Mullen started his practice in 1979; the Mercedes was a 280 SE, 1980 model. It had a six-cylinder gasoline engine and brown leather interior.

In 1988, the car survived a devastating house fire in which Mullen's wife, Jill, and children, Erin and Thomas C., were killed. After that, Mullen gave the car to his sister, who lives in Connecticut. Several years later, when she decided that she wanted a different car that she could better handle in the snow, she gave it back.

And now, Mullen has donated the car to the Home of the Brave, a Milford-area shelter for homeless veterans. Brenda Sullivan, executive director of the shelter, plans to give it to one of the residents there.

"I am just so tickled that it is on the road, helping somebody," said Mullen. "It served me and my family so well and what better role is there for it to play than helping a vet, someone who fought to protect our freedoms and our way of life?" "This will turn the vet's life around," said Sullivan.

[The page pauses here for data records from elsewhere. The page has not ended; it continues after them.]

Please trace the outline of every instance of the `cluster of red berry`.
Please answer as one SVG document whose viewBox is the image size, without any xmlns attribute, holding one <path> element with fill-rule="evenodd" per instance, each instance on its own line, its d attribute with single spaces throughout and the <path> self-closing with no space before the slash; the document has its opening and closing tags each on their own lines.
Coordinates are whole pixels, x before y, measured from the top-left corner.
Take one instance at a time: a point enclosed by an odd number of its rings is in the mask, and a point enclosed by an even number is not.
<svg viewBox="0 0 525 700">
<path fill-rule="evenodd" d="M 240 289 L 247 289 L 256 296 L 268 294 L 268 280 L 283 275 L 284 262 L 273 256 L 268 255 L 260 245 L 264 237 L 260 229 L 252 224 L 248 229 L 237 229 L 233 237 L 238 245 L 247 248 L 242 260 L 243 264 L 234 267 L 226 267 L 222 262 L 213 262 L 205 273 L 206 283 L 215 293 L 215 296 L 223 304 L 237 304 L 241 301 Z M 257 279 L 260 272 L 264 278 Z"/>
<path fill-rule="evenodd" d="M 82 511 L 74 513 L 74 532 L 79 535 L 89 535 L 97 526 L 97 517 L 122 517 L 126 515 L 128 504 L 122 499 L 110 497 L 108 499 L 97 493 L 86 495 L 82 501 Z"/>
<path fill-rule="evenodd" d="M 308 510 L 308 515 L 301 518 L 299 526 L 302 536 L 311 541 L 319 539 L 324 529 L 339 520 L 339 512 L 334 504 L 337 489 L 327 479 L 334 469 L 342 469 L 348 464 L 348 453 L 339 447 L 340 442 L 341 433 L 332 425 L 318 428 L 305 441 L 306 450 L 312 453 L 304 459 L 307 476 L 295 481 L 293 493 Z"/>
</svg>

The veteran, who is 52 and who served during the Vietnam War era, has been at Home of the Brave for two months and has been unable to find a job in the Milford area. Sullivan declined to give his name.

"He has been working around our complex and has some money put away," she said. "With this car, he will be able to go anywhere to look for a job. This will open the door for him to employment, and from there to getting his own place and not having to depend on the shelter."

Mullen became acquainted with Home of the Brave through his business administrator, Ann Sammons. Sammons said that she first learned of the organization when she was trying to help two homeless women who were staying with her and her husband, Randy. Home of the Brave was able to assist the women because one of them was a veteran.

"The organization helps veterans get back on their feet," Sammons said. "It really is a wonderful asset to the community." Sammons said that the Mercedes, which has 133,385 miles on it and has been restored and repainted, has a book value of between $6,900 and $9,300. Before donating it, Mullen had it for sale for $4,000.

The car was kept at Mullen's practice and when employees there needed to run errands, they often used it, Sammons said. "It took speed bumps in our parking lot much better than modern cars take them," she said. "It didn't jolt you at all."

Mullen said that giving away the car is just part of donating to the community, something in which he strongly believes. And knowing that the car is being of service is much better than thinking of it going to a scrap yard or a used-car lot, he added.

Before handing the keys over to Sullivan last week, Mullen took the Mercedes for one last drive. From his office, he steered it down Jet Avenue and back to the office. Jet Avenue is a street that runs near his office; its name is derived from the initials of the first names of his wife and two children who died in the 1988 fire.

"I'm happy to know that the car still has a life and that it's helping somebody," Mullen said. "That's what Jill would want."